Eins, zwei, drei - ich komme!

Giant Sand
So richtig wird man Howe Gelb in diesem Leben sicherlich nicht mehr entschlüsseln können. Dafür ist der Mann einfach zu cool und abgehangen. Man kann es aber ja mal versuchen. Howe ist ja zum Glück einer dieser Musikanten, bei denen man nie weiß, was als nächstes kommt. Darin ist er z.B. Neil Young sehr ähnlich. Allerdings ist das Ergebnis stets überraschend und z.T. gewöhnungsbedürftig.

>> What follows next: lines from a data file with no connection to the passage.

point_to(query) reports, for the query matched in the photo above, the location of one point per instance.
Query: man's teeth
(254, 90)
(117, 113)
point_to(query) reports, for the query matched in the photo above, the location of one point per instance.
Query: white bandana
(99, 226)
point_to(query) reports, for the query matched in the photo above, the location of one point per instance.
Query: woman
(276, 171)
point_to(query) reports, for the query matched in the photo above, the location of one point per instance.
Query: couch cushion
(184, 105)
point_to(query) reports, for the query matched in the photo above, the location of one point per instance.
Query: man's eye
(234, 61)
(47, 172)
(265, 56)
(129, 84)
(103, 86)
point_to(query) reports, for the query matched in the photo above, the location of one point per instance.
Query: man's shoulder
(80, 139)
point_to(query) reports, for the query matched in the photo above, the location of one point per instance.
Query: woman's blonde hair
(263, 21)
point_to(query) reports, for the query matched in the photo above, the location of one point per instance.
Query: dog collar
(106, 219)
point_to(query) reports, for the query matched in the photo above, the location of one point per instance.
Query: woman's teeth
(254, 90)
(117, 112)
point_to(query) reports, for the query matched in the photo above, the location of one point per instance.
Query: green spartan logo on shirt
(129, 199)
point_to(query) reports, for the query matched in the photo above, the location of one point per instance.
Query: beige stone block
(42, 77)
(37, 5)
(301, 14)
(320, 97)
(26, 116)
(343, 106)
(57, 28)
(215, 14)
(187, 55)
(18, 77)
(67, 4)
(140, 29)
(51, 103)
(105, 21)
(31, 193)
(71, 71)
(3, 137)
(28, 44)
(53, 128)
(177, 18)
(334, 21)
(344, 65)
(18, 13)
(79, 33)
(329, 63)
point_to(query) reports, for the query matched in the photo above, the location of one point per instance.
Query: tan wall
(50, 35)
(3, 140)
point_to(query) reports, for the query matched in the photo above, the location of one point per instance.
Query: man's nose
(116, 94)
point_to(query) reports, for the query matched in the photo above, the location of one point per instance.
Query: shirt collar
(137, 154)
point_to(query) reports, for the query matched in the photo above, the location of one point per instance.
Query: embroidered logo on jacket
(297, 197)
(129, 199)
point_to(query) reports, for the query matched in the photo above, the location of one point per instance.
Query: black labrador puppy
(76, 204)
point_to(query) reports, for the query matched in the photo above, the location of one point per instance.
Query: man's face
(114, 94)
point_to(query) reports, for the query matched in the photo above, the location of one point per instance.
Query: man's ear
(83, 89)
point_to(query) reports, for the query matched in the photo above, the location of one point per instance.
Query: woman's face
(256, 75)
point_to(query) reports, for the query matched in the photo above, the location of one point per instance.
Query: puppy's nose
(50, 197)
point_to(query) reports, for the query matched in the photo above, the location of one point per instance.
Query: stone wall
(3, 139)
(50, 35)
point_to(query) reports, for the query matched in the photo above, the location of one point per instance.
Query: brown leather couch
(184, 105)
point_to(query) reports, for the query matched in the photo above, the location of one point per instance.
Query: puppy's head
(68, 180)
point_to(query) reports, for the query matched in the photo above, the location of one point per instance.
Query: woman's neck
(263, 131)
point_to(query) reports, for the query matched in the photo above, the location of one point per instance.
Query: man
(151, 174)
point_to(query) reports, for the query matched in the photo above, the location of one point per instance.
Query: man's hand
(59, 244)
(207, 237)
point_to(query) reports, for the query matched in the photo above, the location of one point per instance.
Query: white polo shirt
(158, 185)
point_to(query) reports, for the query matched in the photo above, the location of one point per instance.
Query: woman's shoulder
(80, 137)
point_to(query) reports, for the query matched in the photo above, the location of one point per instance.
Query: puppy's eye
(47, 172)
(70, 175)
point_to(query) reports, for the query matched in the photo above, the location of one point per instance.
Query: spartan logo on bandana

Sei es seine rätselhafte Sammlung von Piano-Instrumentals, "Lull", oder etwa das neue Giant Sand-Album, "Cover Magazine" - eine eklektische Sammlung außergewöhnlicher Coverversionen von Black Sabbath über Johnny Cash bis hin zu Goldfrapp. Aber im Howe Gelb Universum macht alles immer irgendwie Sinn - allerdings nicht immer auf Anhieb: "Ich weiß auch nicht immer genau, warum ich etwas so und so mache und Sinn machen tut es manchmal erst im Nachhinein. Ich arbeite, indem ich so lange Stücke aufnehme, bis es so viele sind, daß ich aus ihnen auswählen kann. So ist auch das 'Cover Magazine' entstanden. Es war nicht geplant, eine Cover-CD zu machen, entwickelte sich dann aber dahin."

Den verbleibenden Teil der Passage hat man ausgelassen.